Duke edges UNC 9-8 in OT thriller

Wolf scores winner while goalkeepers stop 30 shots combined

DURHAM, N.C. – Looking at it from the other side, the fourth-ranked Duke Blue Devils’ 9-8 overtime win over the fifth-ranked North Carolina Tar Heels at Koskinen Stadium on Saturday was a true defensive lacrosse battle.

Sure, Blue Devils attackman Jordan Wolf topped off a four-goal performance by scoring the overtime winner 86 seconds into the extra period, but Duke goalkeeper Luke Aaron made 15 saves on 23 shots on goal that he faced to keep North Carolina’s snipers from adding to the different leads they established during the game.

Duke midfielder Kyle Keenan tallied his first career hat trick and scored the tying goal for Duke (6-2, 1-1), beating North Carolina keeper Kieran Burke as both teams were even at 8-8 with 1:47 to play in the fourth quarter.

Even while coming up on the losing end, Burke was equally up to the task in stopping 15 shots on 24 attempts that made it to the cage while his offensive support staff of Jimmy Bitter and Michael Taglieaferri each recorded hat tricks while Joey Sankey added two of his own against Aaron.

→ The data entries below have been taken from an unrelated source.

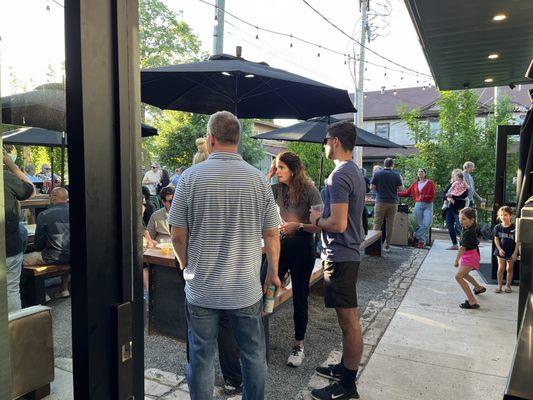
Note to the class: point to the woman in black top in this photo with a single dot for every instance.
(451, 214)
(294, 195)
(148, 206)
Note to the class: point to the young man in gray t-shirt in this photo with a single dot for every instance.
(341, 224)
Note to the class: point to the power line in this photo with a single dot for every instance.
(346, 55)
(59, 4)
(367, 48)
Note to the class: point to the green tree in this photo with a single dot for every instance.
(164, 38)
(459, 139)
(311, 154)
(178, 131)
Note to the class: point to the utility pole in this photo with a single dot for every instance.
(364, 6)
(218, 30)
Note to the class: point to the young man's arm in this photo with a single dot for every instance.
(337, 222)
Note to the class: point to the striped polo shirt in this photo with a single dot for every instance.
(225, 203)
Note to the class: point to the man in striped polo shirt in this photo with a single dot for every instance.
(221, 209)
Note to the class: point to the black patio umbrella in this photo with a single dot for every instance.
(248, 89)
(314, 131)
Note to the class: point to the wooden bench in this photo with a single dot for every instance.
(33, 289)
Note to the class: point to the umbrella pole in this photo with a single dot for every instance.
(52, 167)
(321, 173)
(62, 159)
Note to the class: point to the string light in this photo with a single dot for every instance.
(292, 38)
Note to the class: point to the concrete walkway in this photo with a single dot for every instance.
(432, 349)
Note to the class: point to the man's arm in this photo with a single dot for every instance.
(180, 241)
(8, 162)
(337, 222)
(272, 249)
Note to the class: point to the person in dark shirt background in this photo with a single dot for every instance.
(17, 186)
(52, 237)
(506, 249)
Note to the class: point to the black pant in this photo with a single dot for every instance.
(298, 256)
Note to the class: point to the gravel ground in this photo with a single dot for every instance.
(323, 334)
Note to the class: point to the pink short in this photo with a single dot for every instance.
(470, 258)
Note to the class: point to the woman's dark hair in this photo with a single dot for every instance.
(300, 181)
(146, 193)
(469, 213)
(503, 209)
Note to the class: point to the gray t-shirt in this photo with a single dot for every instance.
(387, 182)
(295, 213)
(345, 185)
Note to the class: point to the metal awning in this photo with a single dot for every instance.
(458, 36)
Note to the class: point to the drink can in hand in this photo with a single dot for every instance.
(268, 305)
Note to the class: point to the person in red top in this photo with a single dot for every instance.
(422, 191)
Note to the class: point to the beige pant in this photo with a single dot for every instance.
(385, 212)
(34, 258)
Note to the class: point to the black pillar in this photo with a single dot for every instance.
(103, 122)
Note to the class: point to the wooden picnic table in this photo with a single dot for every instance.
(166, 307)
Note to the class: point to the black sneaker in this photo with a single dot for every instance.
(332, 372)
(231, 389)
(334, 391)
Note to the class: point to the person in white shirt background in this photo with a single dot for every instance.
(152, 178)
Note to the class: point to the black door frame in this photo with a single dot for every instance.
(103, 120)
(500, 172)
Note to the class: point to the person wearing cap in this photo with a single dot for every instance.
(152, 178)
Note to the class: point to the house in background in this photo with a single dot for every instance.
(381, 115)
(271, 147)
(381, 118)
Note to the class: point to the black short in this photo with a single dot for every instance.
(340, 284)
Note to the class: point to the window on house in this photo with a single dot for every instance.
(382, 130)
(434, 127)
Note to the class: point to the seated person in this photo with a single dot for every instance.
(52, 237)
(158, 224)
(30, 173)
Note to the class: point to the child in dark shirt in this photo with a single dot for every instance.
(506, 247)
(468, 258)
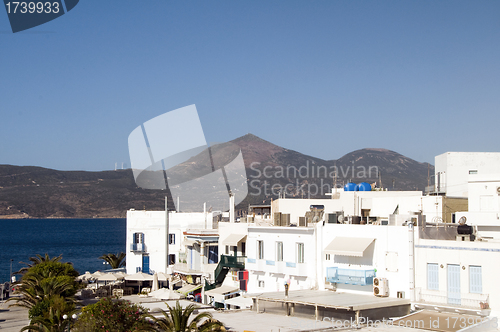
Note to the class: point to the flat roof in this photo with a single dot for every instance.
(330, 299)
(441, 321)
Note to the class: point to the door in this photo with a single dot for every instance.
(145, 263)
(453, 284)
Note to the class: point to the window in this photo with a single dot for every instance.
(279, 251)
(260, 249)
(300, 253)
(138, 237)
(475, 279)
(433, 276)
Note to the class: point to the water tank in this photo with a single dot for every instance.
(464, 229)
(350, 187)
(364, 186)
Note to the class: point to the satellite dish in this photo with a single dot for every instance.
(437, 220)
(462, 221)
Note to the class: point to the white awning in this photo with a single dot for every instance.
(188, 289)
(222, 290)
(348, 246)
(240, 301)
(233, 239)
(220, 293)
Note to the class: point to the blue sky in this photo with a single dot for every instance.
(320, 77)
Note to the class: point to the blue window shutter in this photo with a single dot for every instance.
(475, 279)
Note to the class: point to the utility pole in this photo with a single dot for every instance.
(167, 237)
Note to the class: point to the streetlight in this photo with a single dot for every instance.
(10, 276)
(67, 317)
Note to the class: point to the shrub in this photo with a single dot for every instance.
(112, 315)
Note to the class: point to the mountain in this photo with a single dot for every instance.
(36, 192)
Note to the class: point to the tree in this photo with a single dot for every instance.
(178, 320)
(52, 322)
(112, 315)
(45, 285)
(115, 261)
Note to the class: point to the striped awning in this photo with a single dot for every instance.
(348, 246)
(233, 239)
(188, 289)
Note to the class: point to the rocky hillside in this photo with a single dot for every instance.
(37, 192)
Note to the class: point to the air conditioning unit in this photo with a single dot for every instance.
(380, 287)
(277, 219)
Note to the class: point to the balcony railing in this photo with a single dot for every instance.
(467, 300)
(139, 247)
(350, 276)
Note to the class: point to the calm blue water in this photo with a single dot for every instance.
(80, 241)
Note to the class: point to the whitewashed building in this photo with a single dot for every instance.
(452, 170)
(147, 240)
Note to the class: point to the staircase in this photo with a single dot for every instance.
(225, 264)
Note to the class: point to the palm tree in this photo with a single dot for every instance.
(178, 320)
(47, 284)
(53, 322)
(115, 261)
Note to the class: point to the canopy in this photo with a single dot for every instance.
(348, 246)
(165, 294)
(220, 293)
(188, 289)
(233, 239)
(85, 276)
(240, 301)
(109, 277)
(163, 276)
(140, 276)
(222, 290)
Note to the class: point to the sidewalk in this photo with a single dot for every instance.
(12, 319)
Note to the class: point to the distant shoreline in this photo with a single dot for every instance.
(17, 217)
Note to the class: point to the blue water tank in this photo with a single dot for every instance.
(364, 186)
(350, 187)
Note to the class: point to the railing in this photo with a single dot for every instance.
(226, 262)
(350, 276)
(434, 189)
(467, 300)
(137, 247)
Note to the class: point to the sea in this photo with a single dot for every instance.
(79, 241)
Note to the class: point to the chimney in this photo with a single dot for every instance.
(231, 208)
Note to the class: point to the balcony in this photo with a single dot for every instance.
(435, 190)
(440, 298)
(350, 276)
(296, 269)
(137, 247)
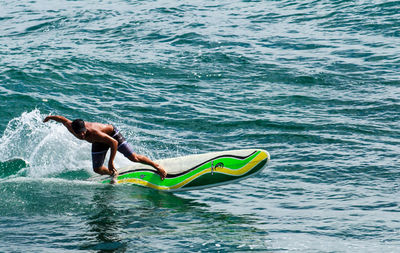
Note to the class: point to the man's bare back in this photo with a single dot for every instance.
(104, 137)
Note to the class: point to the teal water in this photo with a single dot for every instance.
(316, 83)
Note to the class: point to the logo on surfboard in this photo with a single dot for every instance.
(218, 165)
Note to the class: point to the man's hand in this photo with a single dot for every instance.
(46, 119)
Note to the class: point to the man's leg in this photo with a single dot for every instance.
(103, 170)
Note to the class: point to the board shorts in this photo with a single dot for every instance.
(99, 150)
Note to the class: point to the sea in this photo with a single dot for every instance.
(315, 83)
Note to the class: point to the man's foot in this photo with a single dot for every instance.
(114, 177)
(161, 171)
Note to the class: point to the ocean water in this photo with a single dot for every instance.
(316, 83)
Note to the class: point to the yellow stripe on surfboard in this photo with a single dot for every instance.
(260, 157)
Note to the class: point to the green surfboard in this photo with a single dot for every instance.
(195, 171)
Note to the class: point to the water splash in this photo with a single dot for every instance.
(48, 147)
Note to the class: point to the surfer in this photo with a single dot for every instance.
(104, 137)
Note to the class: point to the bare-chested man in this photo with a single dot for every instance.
(103, 137)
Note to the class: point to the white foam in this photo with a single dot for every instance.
(48, 147)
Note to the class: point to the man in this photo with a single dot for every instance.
(104, 137)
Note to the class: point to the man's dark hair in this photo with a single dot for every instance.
(78, 126)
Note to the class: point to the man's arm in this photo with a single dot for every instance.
(105, 138)
(61, 119)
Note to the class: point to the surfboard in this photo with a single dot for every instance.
(195, 171)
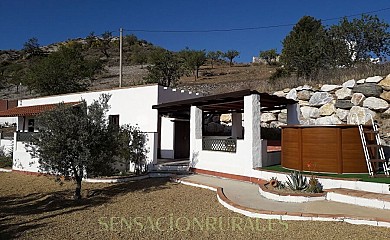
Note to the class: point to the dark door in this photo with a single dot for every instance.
(182, 139)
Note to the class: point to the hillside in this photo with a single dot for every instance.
(217, 79)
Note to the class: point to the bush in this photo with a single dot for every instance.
(5, 162)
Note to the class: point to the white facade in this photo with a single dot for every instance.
(133, 105)
(251, 150)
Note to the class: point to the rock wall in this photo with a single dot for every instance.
(339, 104)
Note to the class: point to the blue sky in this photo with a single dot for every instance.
(53, 21)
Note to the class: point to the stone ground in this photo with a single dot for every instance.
(36, 207)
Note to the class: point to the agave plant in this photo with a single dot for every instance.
(314, 186)
(296, 181)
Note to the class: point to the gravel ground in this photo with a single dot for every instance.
(35, 207)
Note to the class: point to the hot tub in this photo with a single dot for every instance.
(323, 148)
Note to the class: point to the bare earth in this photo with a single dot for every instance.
(36, 207)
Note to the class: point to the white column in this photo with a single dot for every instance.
(252, 135)
(195, 133)
(293, 114)
(236, 125)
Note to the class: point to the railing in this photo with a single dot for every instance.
(24, 136)
(219, 144)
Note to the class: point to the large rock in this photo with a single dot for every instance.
(304, 87)
(328, 120)
(264, 125)
(374, 79)
(280, 94)
(304, 95)
(329, 87)
(343, 104)
(344, 93)
(368, 89)
(320, 98)
(276, 124)
(385, 83)
(361, 81)
(303, 103)
(377, 104)
(385, 95)
(327, 109)
(386, 114)
(360, 114)
(307, 121)
(349, 84)
(310, 112)
(292, 94)
(267, 117)
(357, 99)
(342, 114)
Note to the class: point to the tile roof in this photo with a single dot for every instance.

This game was as close watching it as it ended up being when reading the stats on paper afterwards.

Both teams claimed 33 ground balls and kept each other scoreless on EMO’s (0-4 for both teams).

Duke had to rely on Keenan’s outside shooting to keep North Carolina’s defense turning around towards the outside as it clamped down on numerous occasions to contain the Blue Devils’ passes to the top of the crease all game.

“They played really great,” Keenan said of the Tar Heels defense.

“Their goalie played on his head at moments. It took a lot of work – more than we thought. After a couple of dodges, we had a couple of multiple-dodge possessions before we could crack them.”

The Tar Heels’ Stephen Kelly won the overall battle at faceoff X, claiming 13 of 20 draws from Duke’s Brendan Fowler (7-19).

“I thought their faceoff guy did a terrific job,” Duke head coach John Danowski said.

However, the draws that Fowler did win were at key moments in the game, including at the beginning of overtime that put the ball in Duke’s crosses to set up Wolf’s winning marker.

After neither side could convert on opportunities to decide the game in regulation, it was Wolf who was the difference maker, scoring his goal after initiating his starting point at X and driving around the cage in full stride to beat his defender and Burke.

“I’ve played with Christian Walsh for a while and I knew he was going to throw it to me,” Wolf said.

“He set a pick – once he threw it I attacked the ball – walked around the guy that played me on (the) top side, I spun and scored.”

Deemer Class and Case Matheis rounded out the Blue Devils’ scoring in a game that had the teams tied four different times and playing playing catch-up to North Carolina (5-2, 0-2) who established two-goal leads during the first and third quarters.

“Overall I was really proud of the effort that our guys put in – the execution, the attention to details, how tough we played,” North Carolina head coach Joe Breschi said.

“We know playing against Duke it’s always gonna’ be a slugfest as it has been.”

It was renewal of an area rivalry among reigning title holders as the NCAA-champion Blue Devils faced the ACC-champion Tar Heels  for the 70th meeting all-time between the two teams.

However, it wasn’t the two teams’ offenses that swung as hard their respective defenses did on this day.

The last time the Blue Devils and Tar Heels met one another was in the semifinal of the 2013 Atlantic Coast Conference (ACC) tournament in Chapel Hill when the Tar Heels outlasted the Blue Devils in an 18-17 duel.

As many watching would have expected a similar outing, both teams actually began the game very conservatively and played a much more defensively-minded game for the entire duration.

In a sport that highlights offensive spurts that many times renders the men in the cage helpless, it was refreshing to watch two goalkeeping performances that pushed the excitement level in a rivalry game even higher, from 10 to 11.

Credit both Aaron and Burke for that.